Lesson 2.2 — Traditional Forecasting vs AI Forecasting
Lesson 2.2 — Traditional Forecasting vs AI Forecasting
Traditional Forecasting Approaches
Historically, many organisations relied on:
- Historical averages
- Moving averages
- Manual planner judgement
- Spreadsheet models
- Static forecasting rules
These approaches often have limitations:
- Heavy reliance on historical assumptions
- Slow response to change
- Limited data processing capability
- Human bias
- Difficulty managing complex demand patterns
Traditional forecasting often assumes that future demand will behave similarly to the past.

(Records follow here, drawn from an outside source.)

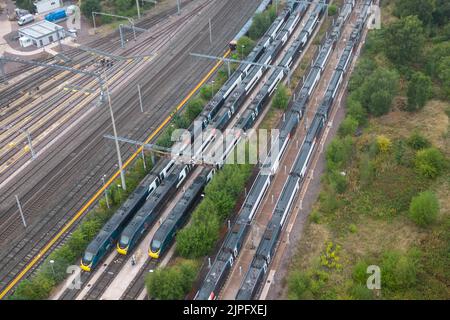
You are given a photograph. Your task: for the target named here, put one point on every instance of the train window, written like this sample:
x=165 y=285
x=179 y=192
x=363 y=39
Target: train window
x=124 y=240
x=156 y=244
x=88 y=257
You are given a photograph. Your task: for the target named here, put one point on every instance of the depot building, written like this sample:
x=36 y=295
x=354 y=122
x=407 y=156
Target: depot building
x=40 y=34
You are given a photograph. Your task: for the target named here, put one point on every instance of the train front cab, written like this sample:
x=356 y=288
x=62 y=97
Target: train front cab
x=155 y=249
x=123 y=245
x=87 y=262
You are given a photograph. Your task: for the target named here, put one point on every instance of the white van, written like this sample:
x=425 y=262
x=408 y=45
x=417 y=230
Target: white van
x=25 y=19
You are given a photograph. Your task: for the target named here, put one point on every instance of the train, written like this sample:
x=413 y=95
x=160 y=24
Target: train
x=127 y=225
x=151 y=210
x=232 y=245
x=179 y=215
x=133 y=233
x=111 y=230
x=290 y=18
x=259 y=266
x=211 y=110
x=263 y=6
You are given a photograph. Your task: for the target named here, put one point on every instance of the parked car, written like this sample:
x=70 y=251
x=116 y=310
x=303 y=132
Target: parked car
x=25 y=19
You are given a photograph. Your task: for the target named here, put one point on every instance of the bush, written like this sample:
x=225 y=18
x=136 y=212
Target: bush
x=361 y=292
x=88 y=6
x=337 y=180
x=338 y=153
x=399 y=271
x=261 y=22
x=429 y=162
x=298 y=285
x=378 y=90
x=383 y=143
x=348 y=126
x=419 y=91
x=221 y=194
x=356 y=111
x=417 y=141
x=359 y=273
x=424 y=208
x=172 y=283
x=281 y=98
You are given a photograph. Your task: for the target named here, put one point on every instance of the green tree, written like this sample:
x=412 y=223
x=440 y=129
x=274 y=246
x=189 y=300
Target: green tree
x=332 y=10
x=430 y=162
x=281 y=98
x=261 y=22
x=441 y=12
x=88 y=6
x=424 y=208
x=404 y=40
x=348 y=126
x=417 y=141
x=198 y=238
x=298 y=285
x=423 y=9
x=444 y=74
x=399 y=271
x=356 y=111
x=378 y=90
x=419 y=91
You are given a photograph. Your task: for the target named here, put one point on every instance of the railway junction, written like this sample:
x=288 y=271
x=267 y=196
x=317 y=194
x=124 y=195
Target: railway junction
x=55 y=161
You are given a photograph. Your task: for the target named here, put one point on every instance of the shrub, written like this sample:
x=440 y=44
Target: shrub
x=359 y=273
x=348 y=126
x=424 y=208
x=399 y=271
x=172 y=283
x=361 y=292
x=383 y=143
x=298 y=285
x=338 y=153
x=356 y=111
x=281 y=98
x=417 y=141
x=419 y=91
x=429 y=162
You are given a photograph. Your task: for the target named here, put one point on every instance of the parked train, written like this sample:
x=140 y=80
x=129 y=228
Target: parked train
x=137 y=226
x=111 y=230
x=254 y=277
x=179 y=215
x=151 y=210
x=212 y=108
x=232 y=245
x=263 y=6
x=234 y=102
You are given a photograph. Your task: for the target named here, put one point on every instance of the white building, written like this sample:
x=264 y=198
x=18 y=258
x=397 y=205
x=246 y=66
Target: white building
x=47 y=5
x=40 y=34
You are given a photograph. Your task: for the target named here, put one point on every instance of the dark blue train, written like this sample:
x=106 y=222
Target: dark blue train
x=179 y=215
x=232 y=245
x=254 y=277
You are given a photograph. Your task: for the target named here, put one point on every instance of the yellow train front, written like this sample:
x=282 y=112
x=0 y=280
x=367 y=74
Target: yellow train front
x=155 y=249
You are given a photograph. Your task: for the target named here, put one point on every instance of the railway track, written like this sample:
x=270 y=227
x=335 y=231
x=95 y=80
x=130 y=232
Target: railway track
x=71 y=165
x=10 y=155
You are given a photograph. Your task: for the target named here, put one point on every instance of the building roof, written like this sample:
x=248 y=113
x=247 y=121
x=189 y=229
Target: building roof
x=40 y=29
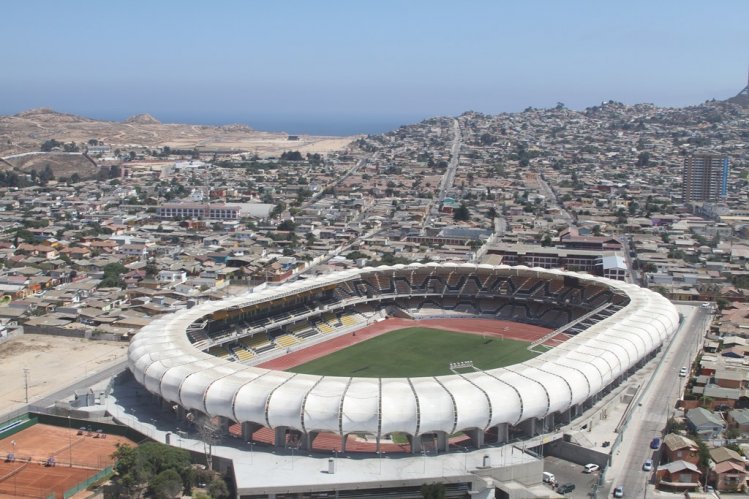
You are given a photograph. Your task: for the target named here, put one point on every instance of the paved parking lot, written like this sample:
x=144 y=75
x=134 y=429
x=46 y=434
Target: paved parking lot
x=567 y=472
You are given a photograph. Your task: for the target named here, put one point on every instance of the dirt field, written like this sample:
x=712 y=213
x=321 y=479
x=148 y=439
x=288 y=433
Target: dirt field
x=28 y=477
x=509 y=330
x=52 y=362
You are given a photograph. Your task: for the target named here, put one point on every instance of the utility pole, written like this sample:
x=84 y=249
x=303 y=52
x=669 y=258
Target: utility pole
x=26 y=382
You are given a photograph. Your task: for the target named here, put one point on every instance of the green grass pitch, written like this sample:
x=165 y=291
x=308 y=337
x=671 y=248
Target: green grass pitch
x=417 y=351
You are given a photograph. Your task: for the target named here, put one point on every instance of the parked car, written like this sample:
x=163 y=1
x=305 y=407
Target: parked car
x=591 y=468
x=566 y=488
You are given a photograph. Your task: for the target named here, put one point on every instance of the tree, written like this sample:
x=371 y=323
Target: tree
x=113 y=276
x=165 y=485
x=126 y=465
x=287 y=225
x=461 y=213
x=218 y=488
x=643 y=159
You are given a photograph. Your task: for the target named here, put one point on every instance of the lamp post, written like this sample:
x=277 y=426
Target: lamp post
x=26 y=382
x=70 y=444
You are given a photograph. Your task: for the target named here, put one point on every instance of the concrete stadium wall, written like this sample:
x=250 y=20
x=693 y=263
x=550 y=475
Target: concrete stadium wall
x=575 y=453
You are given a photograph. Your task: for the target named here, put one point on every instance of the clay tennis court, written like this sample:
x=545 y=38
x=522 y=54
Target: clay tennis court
x=488 y=327
x=27 y=475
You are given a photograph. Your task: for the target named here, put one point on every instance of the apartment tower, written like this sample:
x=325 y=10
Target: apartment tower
x=705 y=178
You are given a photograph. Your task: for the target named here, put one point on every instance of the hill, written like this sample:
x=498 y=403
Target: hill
x=26 y=131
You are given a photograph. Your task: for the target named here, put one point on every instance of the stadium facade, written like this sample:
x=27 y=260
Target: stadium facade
x=614 y=328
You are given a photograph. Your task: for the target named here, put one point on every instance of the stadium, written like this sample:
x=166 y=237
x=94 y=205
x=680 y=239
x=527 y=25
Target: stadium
x=202 y=363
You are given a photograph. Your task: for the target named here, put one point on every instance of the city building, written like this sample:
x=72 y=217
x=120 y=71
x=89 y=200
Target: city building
x=705 y=178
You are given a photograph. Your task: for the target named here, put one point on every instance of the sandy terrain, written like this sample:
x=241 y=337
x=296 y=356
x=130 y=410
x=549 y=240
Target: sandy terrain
x=53 y=362
x=26 y=131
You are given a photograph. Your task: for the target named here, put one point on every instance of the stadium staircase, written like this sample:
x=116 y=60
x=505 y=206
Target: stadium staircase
x=580 y=324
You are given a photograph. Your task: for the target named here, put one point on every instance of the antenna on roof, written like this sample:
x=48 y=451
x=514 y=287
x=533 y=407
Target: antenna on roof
x=745 y=90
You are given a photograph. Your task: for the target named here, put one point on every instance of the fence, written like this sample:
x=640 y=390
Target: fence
x=105 y=473
x=15 y=425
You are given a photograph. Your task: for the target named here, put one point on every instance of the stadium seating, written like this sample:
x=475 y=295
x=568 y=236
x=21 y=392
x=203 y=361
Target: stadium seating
x=286 y=341
x=219 y=351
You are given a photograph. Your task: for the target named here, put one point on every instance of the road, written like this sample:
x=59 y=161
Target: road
x=656 y=404
x=449 y=176
x=552 y=200
x=628 y=247
x=452 y=167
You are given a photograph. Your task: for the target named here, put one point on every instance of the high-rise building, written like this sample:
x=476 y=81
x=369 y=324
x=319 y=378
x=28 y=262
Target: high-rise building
x=705 y=178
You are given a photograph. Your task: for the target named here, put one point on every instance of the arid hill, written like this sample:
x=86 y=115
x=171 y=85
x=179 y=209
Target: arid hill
x=26 y=131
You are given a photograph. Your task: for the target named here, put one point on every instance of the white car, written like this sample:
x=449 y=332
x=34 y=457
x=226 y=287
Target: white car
x=591 y=468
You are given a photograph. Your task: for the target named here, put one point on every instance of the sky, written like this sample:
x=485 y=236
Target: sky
x=366 y=63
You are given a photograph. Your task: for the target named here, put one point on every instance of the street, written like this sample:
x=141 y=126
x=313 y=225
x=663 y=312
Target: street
x=656 y=404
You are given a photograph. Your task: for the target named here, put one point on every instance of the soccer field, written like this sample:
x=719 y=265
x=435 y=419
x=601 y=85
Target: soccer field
x=417 y=351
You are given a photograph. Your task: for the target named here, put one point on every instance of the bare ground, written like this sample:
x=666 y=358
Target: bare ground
x=53 y=362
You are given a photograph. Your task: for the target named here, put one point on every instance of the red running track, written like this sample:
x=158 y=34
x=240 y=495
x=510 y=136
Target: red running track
x=507 y=329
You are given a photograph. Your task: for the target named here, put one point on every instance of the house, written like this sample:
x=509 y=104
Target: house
x=679 y=448
x=728 y=476
x=171 y=276
x=705 y=423
x=738 y=419
x=729 y=473
x=677 y=476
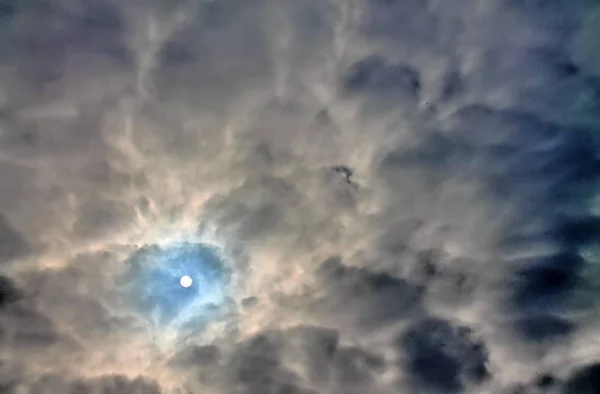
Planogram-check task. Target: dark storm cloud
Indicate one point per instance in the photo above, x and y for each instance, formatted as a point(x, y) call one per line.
point(443, 357)
point(365, 299)
point(445, 152)
point(54, 384)
point(299, 360)
point(12, 243)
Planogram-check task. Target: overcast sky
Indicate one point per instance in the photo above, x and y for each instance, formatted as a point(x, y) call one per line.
point(371, 196)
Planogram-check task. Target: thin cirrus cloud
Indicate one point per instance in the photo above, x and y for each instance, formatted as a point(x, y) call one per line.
point(370, 197)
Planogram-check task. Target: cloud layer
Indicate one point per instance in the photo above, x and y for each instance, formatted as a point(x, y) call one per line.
point(402, 191)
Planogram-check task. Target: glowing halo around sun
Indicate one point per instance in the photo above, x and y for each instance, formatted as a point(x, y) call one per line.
point(186, 281)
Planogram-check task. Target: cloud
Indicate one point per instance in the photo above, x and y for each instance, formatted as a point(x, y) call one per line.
point(401, 194)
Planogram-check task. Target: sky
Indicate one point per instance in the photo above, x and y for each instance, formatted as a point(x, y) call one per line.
point(369, 196)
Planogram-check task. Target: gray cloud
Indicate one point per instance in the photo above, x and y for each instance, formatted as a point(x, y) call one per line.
point(403, 192)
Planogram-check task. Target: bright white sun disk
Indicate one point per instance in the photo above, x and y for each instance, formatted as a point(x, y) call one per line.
point(185, 281)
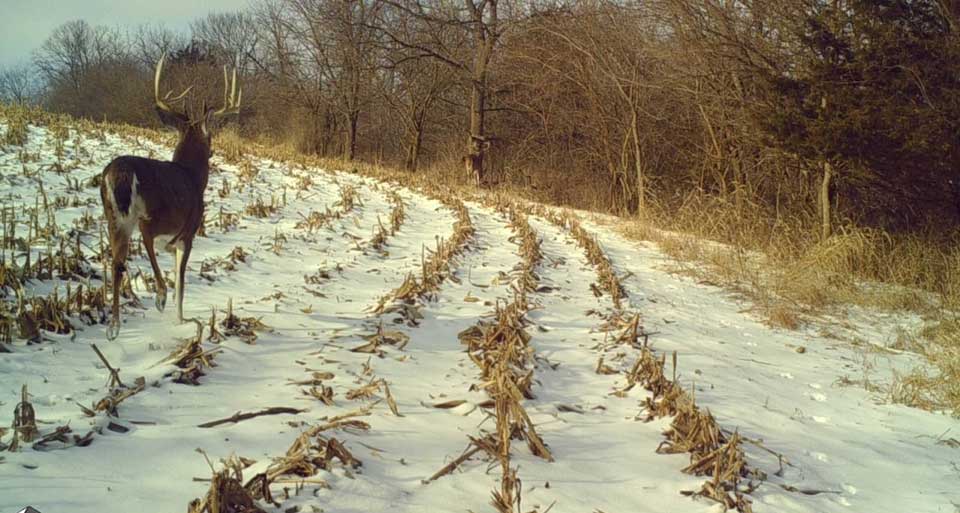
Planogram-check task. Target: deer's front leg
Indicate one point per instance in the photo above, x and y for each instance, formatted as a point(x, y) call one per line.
point(119, 247)
point(183, 255)
point(148, 242)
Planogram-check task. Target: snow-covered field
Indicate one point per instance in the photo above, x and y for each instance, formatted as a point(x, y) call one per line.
point(824, 446)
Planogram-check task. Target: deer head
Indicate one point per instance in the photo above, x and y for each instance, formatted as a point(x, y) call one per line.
point(194, 145)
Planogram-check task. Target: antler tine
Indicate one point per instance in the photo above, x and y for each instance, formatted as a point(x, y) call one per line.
point(231, 93)
point(156, 83)
point(179, 96)
point(156, 88)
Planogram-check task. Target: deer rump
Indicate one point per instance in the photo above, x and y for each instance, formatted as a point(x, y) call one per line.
point(160, 194)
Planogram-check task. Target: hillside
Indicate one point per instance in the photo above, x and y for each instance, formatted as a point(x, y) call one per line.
point(398, 329)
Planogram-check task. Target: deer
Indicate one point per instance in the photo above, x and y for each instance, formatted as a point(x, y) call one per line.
point(164, 199)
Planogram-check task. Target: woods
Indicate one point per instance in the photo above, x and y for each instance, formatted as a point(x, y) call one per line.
point(812, 114)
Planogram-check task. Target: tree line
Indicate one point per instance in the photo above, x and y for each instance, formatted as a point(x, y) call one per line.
point(816, 112)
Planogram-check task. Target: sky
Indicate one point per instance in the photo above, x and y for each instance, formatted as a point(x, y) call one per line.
point(25, 24)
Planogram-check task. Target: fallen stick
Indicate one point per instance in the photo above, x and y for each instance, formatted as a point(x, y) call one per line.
point(450, 467)
point(114, 373)
point(237, 417)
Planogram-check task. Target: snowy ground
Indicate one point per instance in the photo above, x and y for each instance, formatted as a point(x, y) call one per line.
point(846, 448)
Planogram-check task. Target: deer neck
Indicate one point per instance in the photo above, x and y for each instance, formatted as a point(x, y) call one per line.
point(195, 158)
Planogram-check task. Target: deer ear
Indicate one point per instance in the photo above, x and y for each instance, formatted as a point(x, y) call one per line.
point(172, 119)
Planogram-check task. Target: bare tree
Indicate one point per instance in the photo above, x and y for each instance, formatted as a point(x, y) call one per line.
point(478, 21)
point(18, 84)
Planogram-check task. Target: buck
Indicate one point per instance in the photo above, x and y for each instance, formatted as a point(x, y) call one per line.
point(164, 199)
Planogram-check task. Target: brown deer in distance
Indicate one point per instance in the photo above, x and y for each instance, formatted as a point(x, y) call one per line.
point(163, 198)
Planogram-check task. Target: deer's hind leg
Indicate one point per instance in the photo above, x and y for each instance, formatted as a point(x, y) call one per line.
point(183, 254)
point(119, 249)
point(148, 243)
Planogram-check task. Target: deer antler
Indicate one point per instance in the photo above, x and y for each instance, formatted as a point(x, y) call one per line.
point(231, 95)
point(156, 89)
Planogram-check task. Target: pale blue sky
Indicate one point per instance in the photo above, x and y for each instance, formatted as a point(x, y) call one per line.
point(25, 24)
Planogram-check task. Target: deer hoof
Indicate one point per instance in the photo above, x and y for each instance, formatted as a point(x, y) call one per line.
point(113, 329)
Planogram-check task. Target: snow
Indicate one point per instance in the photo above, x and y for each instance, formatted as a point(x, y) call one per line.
point(861, 452)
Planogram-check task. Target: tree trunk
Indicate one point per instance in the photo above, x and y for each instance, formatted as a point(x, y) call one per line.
point(825, 226)
point(350, 150)
point(413, 149)
point(476, 142)
point(639, 164)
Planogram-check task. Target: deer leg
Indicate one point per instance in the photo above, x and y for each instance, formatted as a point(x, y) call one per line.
point(183, 254)
point(148, 242)
point(119, 247)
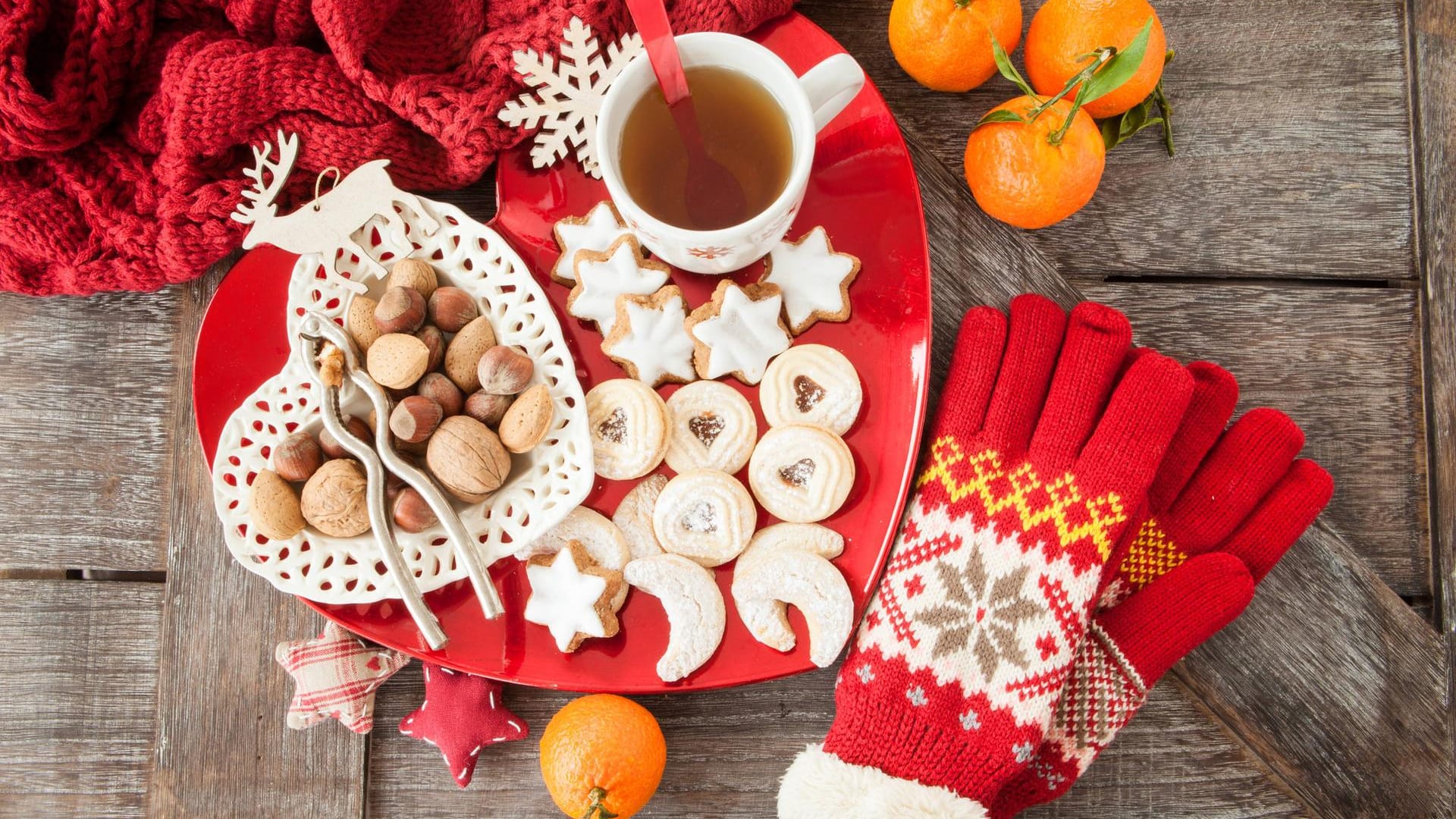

Modern supply chains rarely behave this predictably.
AI Forecasting Approaches
AI forecasting systems use:
- Machine learning
- Predictive analytics
- Pattern recognition
- Automated model selection
- Continuous learning algorithms
AI systems analyse:
- Historical demand
- Promotions
- Weather data
- Economic indicators
- Social media trends
- Supplier performance
- Web traffic
- Customer behaviour
- Transport disruption data
Unlike static spreadsheets, AI systems continuously adapt and improve.
For example:
A traditional forecasting spreadsheet may simply average the previous 12 months of sales.
An AI forecasting engine may simultaneously analyse:
- Regional weather patterns
- School holidays
- Fuel prices
- Competitor promotions
- Historical buying behaviour
- Online search activity
- Supply disruption signals
This allows significantly more intelligent forecasting decisions.